Web journeys: The Yellow Brick Road or The Road to Nowhere?

Just as Dorothy and her companions travelled down The Yellow Brick Road, your website should also be viewed as a journey, not a destination. After all, you don’t just grow your business when people visit, you grow from the positive actions they take as a result of it. 

The Wizard of Oz worked because of the magical experience it created for viewers. And website success also comes down to experience, specifically in this case user experience (UE). And there are four main elements to think about if you hope to create good UE.

1. What is the purpose of your website?

Some possibilities include making a purchase online, driving people to your showroom or shop(s), getting a quote or appointment or newsletter sign-up. There can be several ‘destinations’ and it may be that travellers have to try several before reaching the final one (e.g. downloading a catalogue before doing business with you).

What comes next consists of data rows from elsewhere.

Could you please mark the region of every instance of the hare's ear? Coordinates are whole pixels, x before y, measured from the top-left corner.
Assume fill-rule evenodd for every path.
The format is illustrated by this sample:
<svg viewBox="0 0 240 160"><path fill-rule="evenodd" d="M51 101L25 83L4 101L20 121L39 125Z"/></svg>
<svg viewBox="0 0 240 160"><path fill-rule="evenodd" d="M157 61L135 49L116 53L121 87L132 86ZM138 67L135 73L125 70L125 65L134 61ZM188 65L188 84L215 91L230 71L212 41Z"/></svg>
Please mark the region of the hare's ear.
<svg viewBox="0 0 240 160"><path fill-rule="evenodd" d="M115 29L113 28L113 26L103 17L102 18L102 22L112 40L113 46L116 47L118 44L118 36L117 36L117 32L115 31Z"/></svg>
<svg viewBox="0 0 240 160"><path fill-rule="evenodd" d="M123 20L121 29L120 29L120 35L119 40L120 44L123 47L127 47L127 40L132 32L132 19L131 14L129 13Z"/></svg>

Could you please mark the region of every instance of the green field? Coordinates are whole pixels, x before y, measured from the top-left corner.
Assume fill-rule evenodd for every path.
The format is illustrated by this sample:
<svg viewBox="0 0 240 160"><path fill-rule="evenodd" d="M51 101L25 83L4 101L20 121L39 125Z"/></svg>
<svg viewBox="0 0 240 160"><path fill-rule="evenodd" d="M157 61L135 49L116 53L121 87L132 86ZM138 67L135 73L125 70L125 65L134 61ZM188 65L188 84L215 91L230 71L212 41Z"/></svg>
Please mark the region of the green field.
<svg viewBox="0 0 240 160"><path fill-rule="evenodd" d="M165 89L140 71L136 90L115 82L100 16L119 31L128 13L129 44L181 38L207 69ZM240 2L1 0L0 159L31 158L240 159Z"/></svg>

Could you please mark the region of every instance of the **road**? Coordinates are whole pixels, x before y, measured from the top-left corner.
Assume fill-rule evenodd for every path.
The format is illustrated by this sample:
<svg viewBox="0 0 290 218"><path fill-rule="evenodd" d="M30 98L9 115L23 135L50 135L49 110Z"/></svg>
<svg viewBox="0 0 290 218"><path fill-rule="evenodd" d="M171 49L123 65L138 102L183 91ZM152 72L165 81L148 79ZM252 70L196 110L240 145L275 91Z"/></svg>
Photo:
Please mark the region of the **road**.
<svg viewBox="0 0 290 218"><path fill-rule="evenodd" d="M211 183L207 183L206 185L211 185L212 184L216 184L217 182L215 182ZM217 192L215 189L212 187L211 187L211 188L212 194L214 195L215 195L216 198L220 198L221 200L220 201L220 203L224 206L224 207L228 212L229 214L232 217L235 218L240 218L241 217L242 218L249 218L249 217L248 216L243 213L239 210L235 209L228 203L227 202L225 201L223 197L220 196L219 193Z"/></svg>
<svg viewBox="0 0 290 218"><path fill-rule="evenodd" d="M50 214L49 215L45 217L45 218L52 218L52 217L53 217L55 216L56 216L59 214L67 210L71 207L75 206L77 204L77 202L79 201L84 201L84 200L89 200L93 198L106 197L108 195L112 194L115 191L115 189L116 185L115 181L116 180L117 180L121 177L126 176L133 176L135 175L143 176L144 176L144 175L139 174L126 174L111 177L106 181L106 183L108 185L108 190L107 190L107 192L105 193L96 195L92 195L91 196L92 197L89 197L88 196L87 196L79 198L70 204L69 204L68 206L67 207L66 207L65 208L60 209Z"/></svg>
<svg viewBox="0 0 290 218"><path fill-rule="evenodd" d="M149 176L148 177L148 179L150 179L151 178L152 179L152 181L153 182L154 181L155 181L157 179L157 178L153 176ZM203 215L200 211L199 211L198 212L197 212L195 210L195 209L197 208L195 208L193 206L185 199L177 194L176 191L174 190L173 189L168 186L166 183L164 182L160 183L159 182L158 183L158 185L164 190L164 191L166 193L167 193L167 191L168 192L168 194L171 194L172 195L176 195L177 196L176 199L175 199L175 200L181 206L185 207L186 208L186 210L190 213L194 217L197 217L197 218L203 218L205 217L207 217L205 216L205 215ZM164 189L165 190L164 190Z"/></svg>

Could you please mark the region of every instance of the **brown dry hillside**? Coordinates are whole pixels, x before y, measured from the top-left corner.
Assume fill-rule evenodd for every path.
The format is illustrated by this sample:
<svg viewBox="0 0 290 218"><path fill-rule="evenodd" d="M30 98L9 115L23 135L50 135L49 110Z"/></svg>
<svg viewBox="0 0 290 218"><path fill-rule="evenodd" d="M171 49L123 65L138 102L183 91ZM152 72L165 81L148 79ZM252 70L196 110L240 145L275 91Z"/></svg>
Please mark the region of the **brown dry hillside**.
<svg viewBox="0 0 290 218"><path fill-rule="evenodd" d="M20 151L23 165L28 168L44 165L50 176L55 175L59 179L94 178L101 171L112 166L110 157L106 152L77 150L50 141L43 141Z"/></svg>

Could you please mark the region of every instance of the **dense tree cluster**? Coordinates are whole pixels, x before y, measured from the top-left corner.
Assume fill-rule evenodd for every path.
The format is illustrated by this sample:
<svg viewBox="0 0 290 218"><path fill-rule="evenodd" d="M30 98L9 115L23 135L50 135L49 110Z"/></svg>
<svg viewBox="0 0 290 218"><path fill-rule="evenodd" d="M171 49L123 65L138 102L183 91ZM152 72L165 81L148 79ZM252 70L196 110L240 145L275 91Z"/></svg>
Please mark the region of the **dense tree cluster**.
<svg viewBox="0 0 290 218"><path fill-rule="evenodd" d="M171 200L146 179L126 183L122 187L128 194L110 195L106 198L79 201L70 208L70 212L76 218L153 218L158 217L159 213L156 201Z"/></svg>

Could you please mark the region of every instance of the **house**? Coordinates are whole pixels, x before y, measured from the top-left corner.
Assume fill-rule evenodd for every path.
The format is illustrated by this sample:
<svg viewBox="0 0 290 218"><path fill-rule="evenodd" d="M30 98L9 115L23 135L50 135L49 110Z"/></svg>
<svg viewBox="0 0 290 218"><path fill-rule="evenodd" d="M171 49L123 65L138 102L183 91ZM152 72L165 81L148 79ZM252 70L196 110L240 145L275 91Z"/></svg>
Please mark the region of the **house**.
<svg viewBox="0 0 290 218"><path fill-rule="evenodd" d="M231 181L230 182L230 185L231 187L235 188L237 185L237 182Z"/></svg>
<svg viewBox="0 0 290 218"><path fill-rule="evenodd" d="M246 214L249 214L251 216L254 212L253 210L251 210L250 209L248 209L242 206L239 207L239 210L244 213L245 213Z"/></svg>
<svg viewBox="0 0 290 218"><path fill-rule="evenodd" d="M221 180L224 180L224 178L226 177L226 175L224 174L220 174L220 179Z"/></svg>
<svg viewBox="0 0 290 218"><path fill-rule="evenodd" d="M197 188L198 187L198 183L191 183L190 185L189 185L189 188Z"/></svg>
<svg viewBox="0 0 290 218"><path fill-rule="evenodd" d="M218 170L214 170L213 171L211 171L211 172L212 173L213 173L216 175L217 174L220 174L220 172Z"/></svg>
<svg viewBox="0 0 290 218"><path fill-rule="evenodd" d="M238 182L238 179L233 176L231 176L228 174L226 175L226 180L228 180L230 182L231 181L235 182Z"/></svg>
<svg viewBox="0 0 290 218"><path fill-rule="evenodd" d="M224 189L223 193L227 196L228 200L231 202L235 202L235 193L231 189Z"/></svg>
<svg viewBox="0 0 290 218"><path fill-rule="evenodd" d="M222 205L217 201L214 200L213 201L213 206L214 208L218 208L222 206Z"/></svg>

2. Who are the travellers?

It’s likely your website will attract a number of different types of traveller. What you need to ensure is that you tailor the best experience for those most likely to reach the destinations you’ve set for the journey—your action points.

On the Yellow Brick Road, Dorothy’s companions were Tin Man, Lion and Scarecrow. If these were your website visitors, will they all be your target market? Under the 80:20 rule it’s likely it will only be one of these. Assuming it’s Dorothy, research her likes and dislikes, what she wants and what she doesn’t. Thorough audience research is the only effective way to crafting that great UE that will help your travellers reach the destinations both you and them want to get to.

3. Is the journey all about them?

If you’ve researched your target audience well, their destination should be the same one you want them to get to. But it’s important to make sure that they perceive the journey to be theirs and not yours.

There are two simple ways of doing this: 1) Choose your wording to include words such as “you” and “yours” as much as possible. Make the copy speak to them personally. At the same time, avoid too much talking about yourself. Usage of – “We, our, us, I” (and your company name) should be minimised. And 2) structure the site to suit their needs not yours. Your highly organised divisional corporate structure might make sense to you, but is it the most logical way for your travellers to find what they are looking for on your site? If not the UE will be compromised and the site will not perform as well as it could.

4. Will they travel with you again? 

The Yellow Brick Road was a one off journey. Do you want that to be the case on your website? You need to encourage them to travel it again, because the more times they visit, the more business they will do and the more likely they are to bring their friends.

But if you want them to travel a different route each time, perhaps the end destination could be slightly different (e.g. if you’ve got other products or services that would appeal to them.) The easiest way to get people back is to give them a reason to. You know their needs, so put new and exciting content in front of them.